Time Series with Horseshoe Prior

Hi everyone,

I am posting here because I am running into some troubles in trying to fit a time-series model using Stan.
The model is not too complicated, but it does have quite a number of parameters.

Say we observe a sequence of \left\{y_t\right\}_{t = 1}^{T}, with y_t \in \mathbb{R} for all t. We write the following:

\begin{cases} y_t = b + c_t + \varepsilon_t,\\ c_t = \gamma c_{t-1} + A_t + w_t, \end{cases}

with \varepsilon \overset{\mathrm{iid}}\sim \mathcal{N}\left(0, \sigma_1^2\right) and w\overset{\mathrm{iid}}\sim \mathcal{N}\left(0, \sigma_2^2\right).

This model was first introduced in [1].

We want to extend this model and make it Bayesian.

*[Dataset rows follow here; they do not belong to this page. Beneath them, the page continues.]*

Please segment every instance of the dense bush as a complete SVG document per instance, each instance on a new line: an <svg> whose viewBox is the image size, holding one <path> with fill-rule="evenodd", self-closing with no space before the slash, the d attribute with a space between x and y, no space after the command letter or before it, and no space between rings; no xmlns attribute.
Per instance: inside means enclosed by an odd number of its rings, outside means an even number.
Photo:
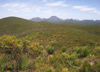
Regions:
<svg viewBox="0 0 100 72"><path fill-rule="evenodd" d="M39 48L39 49L38 49ZM0 37L1 70L26 70L32 62L30 59L41 53L42 46L31 44L29 40L17 39L15 36Z"/></svg>

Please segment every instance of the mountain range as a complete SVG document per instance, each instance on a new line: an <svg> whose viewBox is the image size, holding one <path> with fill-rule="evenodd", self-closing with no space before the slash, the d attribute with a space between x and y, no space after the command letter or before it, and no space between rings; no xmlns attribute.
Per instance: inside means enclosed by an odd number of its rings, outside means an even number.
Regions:
<svg viewBox="0 0 100 72"><path fill-rule="evenodd" d="M100 20L77 20L77 19L61 19L57 16L51 16L50 18L39 18L35 17L30 19L31 21L47 21L47 22L52 22L52 23L66 23L66 22L71 22L71 23L77 23L77 24L85 24L85 25L100 25Z"/></svg>

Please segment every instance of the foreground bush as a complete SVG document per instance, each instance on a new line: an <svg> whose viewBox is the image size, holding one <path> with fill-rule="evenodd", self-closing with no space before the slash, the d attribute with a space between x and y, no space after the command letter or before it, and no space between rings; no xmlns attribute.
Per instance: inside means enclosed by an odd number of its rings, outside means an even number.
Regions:
<svg viewBox="0 0 100 72"><path fill-rule="evenodd" d="M17 39L15 36L0 37L0 70L26 70L41 53L39 44L29 40Z"/></svg>

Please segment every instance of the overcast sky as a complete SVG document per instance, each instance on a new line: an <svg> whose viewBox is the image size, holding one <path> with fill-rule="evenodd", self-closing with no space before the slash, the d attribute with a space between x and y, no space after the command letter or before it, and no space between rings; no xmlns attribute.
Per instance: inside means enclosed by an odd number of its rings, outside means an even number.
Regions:
<svg viewBox="0 0 100 72"><path fill-rule="evenodd" d="M0 19L9 16L100 20L100 0L0 0Z"/></svg>

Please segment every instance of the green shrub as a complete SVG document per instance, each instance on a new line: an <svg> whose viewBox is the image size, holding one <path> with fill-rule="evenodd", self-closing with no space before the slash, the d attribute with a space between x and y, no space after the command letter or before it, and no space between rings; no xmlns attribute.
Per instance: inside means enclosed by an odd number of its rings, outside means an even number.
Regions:
<svg viewBox="0 0 100 72"><path fill-rule="evenodd" d="M47 48L47 52L49 54L53 54L54 53L54 48L52 46L48 45L46 48Z"/></svg>

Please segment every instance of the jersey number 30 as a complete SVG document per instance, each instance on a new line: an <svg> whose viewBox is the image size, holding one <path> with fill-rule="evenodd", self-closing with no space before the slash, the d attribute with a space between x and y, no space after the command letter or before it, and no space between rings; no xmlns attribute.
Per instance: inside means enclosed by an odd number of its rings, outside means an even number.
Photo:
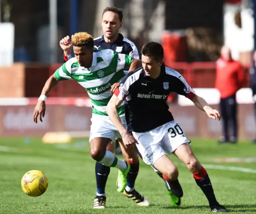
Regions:
<svg viewBox="0 0 256 214"><path fill-rule="evenodd" d="M175 137L177 136L177 133L181 135L184 133L179 124L176 124L174 128L172 128L172 127L169 128L168 129L168 132L170 132L172 134L171 137L172 138Z"/></svg>

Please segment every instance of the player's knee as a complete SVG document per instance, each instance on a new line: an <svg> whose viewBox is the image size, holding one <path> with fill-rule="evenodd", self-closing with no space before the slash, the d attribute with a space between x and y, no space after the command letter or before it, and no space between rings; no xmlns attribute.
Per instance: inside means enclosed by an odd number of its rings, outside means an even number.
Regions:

To do so, we put a prior on the various parameters:

  1. b \sim \mathcal{N}\left(0, 10^2\right)
  2. \gamma \sim \mathcal{B}\left(2, 5\right)
  3. A_t \sim \mathcal{N}\left(0, \tilde{\lambda}_t^2 \tau^2\right)
  4. \tilde{\lambda}_t^2 = \frac{\kappa^2 \lambda^2_t}{\kappa^2 + \tau^2 \lambda^2_t} .

This is akin to [2].
The sequence \left\{A_t\right\}_{t=1}^{T} is called a spike-train. It should be a non-negative sequence, but for the time being we can relax this assumption.

The goal is to complete the model, adding the relevant priors for the scale-mixture parameters of the various A_t.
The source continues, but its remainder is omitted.